A proof which avoids some of the heavy machinery of the main proof.

If there is a non-trivial Normal subgroup $~$H$~$ of the Alternating group $~$A_5$~$ on five elements, then it is a union of conjugacy classes. Additionally, by Lagrange's theorem, the order of a subgroup must divide the order of the group, so the total size of $~$H$~$ must divide $~$60$~$.

We can list the [alternatinggroupfiveconjugacyclasses conjugacy classes of $~$A_5$~$]; they are of size $~$1, 20, 15, 12, 12$~$ respectively.

By a brute-force check, no sum of these containing $~$1$~$ can possibly divide $~$60$~$ (which is the size of $~$A_5$~$) unless it is $~$1$~$ or $~$60$~$.

The brute-force check

We first list the [number_theory_divisor divisors] of $~$60$~$: they are $$~$1, 2, 3, 4, 5, 6, 10, 12, 15, 20, 30, 60$~$$

Since the subgroup $~$H$~$ must contain the identity, it must contain the conjugacy class of size $~$1$~$. If it contains any other conjugacy class (which, as it is a non-trivial subgroup by assumption, it must), then the total size must be at least $~$13$~$ (since the smallest other class is of size $~$12$~$); so it is allowed to be one of $~$15$~$, $~$20$~$, $~$30$~$, or $~$60$~$. Since $~$H$~$ is also assumed to be a proper subgroup, it cannot be $~$A_5$~$ itself, so in fact $~$60$~$ is also banned.

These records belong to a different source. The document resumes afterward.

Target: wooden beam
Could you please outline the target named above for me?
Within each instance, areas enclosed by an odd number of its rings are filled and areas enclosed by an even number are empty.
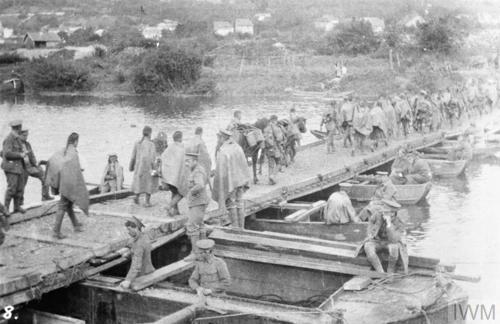
[[[326,206],[326,201],[319,200],[312,204],[311,208],[307,210],[299,210],[291,215],[285,217],[286,222],[297,223],[304,221],[309,218],[314,213],[317,213]]]
[[[297,240],[283,239],[282,237],[263,237],[258,235],[245,235],[245,231],[241,234],[224,233],[220,230],[214,230],[210,234],[210,238],[219,245],[235,245],[245,249],[257,249],[264,251],[287,252],[299,255],[316,256],[318,258],[325,256],[340,256],[345,258],[355,258],[356,249],[346,244],[336,244],[336,242],[321,240],[325,245],[318,244],[318,239],[314,242],[308,241],[306,238],[296,236]],[[287,235],[287,234],[281,234]]]
[[[202,310],[204,307],[200,304],[189,305],[175,313],[167,315],[152,324],[184,324],[191,323],[195,317],[196,312]]]
[[[189,270],[194,267],[194,262],[180,260],[174,263],[171,263],[165,267],[155,270],[154,272],[147,274],[145,276],[138,277],[134,282],[132,282],[131,289],[132,290],[142,290],[159,281],[163,281],[168,277],[179,274],[183,271]]]
[[[359,266],[340,261],[322,260],[300,255],[283,254],[274,251],[238,250],[224,246],[220,248],[217,247],[215,254],[224,258],[335,272],[353,276],[365,276],[369,278],[385,278],[387,276],[385,273],[371,271],[368,266]]]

The class of size $~$20$~$

If $~$H$~$ then contains the conjugacy class of size $~$20$~$, then $~$H$~$ can only be of size $~$30$~$ because we have already included $~$21$~$ elements. But there is no way to add just $~$9$~$ elements using conjugacy classes of size bigger than or equal to $~$12$~$.

So $~$H$~$ cannot contain the class of size $~$20$~$.

The class of size $~$15$~$

In this case, $~$H$~$ is allowed to be of size $~$20$~$ or $~$30$~$, and we have already found $~$16$~$ elements of it. So there are either $~$4$~$ or $~$14$~$ elements left to find; but we are only allowed to add classes of size exactly $~$12$~$, so this can't be done either.

The classes of size $~$12$~$

What remains is two classes of size $~$12$~$, from which we can make $~$1+12 = 13$~$ or $~$1+12+12 = 25$~$. Neither of these divides $~$60$~$, so these are not legal options either.

This exhausts the search, and completes the proof.